1. Field of the Invention
The present invention is directed toward the field of document classification, and more particularly toward disambiguating or validating categories preliminarily classified for documents.
2. Art Background
Documents, which include books, magazines, journals, etc., are often stored in a single repository, such as a library or an online database. The repository may store a vast number of documents that cover numerous topics. Typically, the documents in the repository are organized so that a user may locate selected documents of interest. To typically locate documents in a repository, the documents are classified. For example, libraries typically use the Dewey decimal system to classify books and other publications into ten major categories, wherein each category is further subdivided by a number.
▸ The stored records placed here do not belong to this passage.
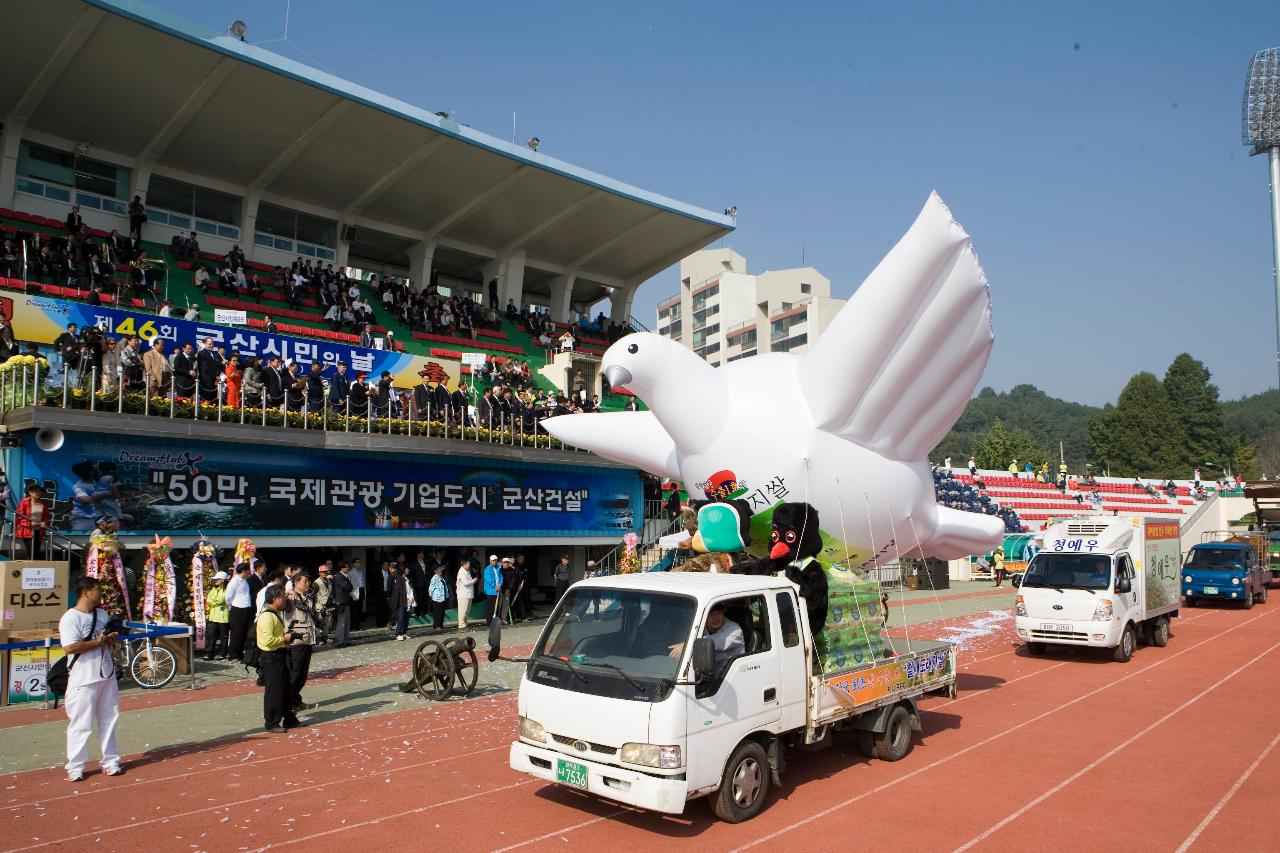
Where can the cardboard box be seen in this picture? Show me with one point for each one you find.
(33, 593)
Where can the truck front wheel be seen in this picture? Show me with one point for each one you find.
(1160, 633)
(895, 742)
(744, 784)
(1123, 652)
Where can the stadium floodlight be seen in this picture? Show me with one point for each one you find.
(1262, 133)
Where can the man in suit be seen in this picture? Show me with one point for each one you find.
(209, 368)
(339, 387)
(184, 370)
(274, 381)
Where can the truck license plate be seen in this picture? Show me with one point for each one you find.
(570, 772)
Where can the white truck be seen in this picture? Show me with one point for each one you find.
(625, 697)
(1107, 582)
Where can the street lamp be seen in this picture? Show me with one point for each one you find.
(1262, 133)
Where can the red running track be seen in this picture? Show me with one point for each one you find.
(1178, 749)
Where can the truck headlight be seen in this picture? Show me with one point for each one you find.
(652, 756)
(531, 730)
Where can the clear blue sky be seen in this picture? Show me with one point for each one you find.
(1092, 149)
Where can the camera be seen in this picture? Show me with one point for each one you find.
(115, 625)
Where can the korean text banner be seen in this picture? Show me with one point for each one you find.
(41, 319)
(178, 487)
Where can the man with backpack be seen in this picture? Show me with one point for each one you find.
(91, 692)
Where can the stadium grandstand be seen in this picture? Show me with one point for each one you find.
(389, 301)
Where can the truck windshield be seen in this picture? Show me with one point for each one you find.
(1069, 571)
(609, 635)
(1215, 557)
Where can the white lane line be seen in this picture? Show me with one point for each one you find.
(256, 798)
(1128, 742)
(991, 739)
(561, 831)
(391, 817)
(201, 771)
(1226, 797)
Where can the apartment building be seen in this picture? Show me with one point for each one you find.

In general, a document classification system classifies documents into one or more categories. U.S. patent application, Ser. No. 08/520,499, filed Aug. 29, 1995 now pending, entitled "A Virtual Bookshelf", inventor Kelly Wical, describes a document browsing system. The virtual bookshelf described in the above-identified United States Patent Application catalogs documents available to a user based on the themes identified for each document. The themes are identified from terminology used in the document. A classification hierarchy, which includes categories, is used to classify the themes or terms of a document into categories.
In order to classify documents based on document terminology, a general meaning must be ascribed to the terminology. Generally, the meaning ascribed to terminology should be based on the context or use of the term in the document. For example, a document may include the term "bank." Without any information on the contextual use of the term, "bank" may be associated with the category "finance & investment" to connote a financial institution, or "bank" may be associated with the category "bodies of water" (e.g., the bank of a river). Thus, to properly classify a document based on terminology in the document, the proper context of the terminology must be determined. Note that in a document classification system, if a document is misclassified because the wrong category is ascribed to a term, then the document is effectively lost for that term.
As is set forth in detail below, a disambiguation system of the present invention disambiguates or validates categories, which have been preliminarily classified for a term, to provide proper classification for terms.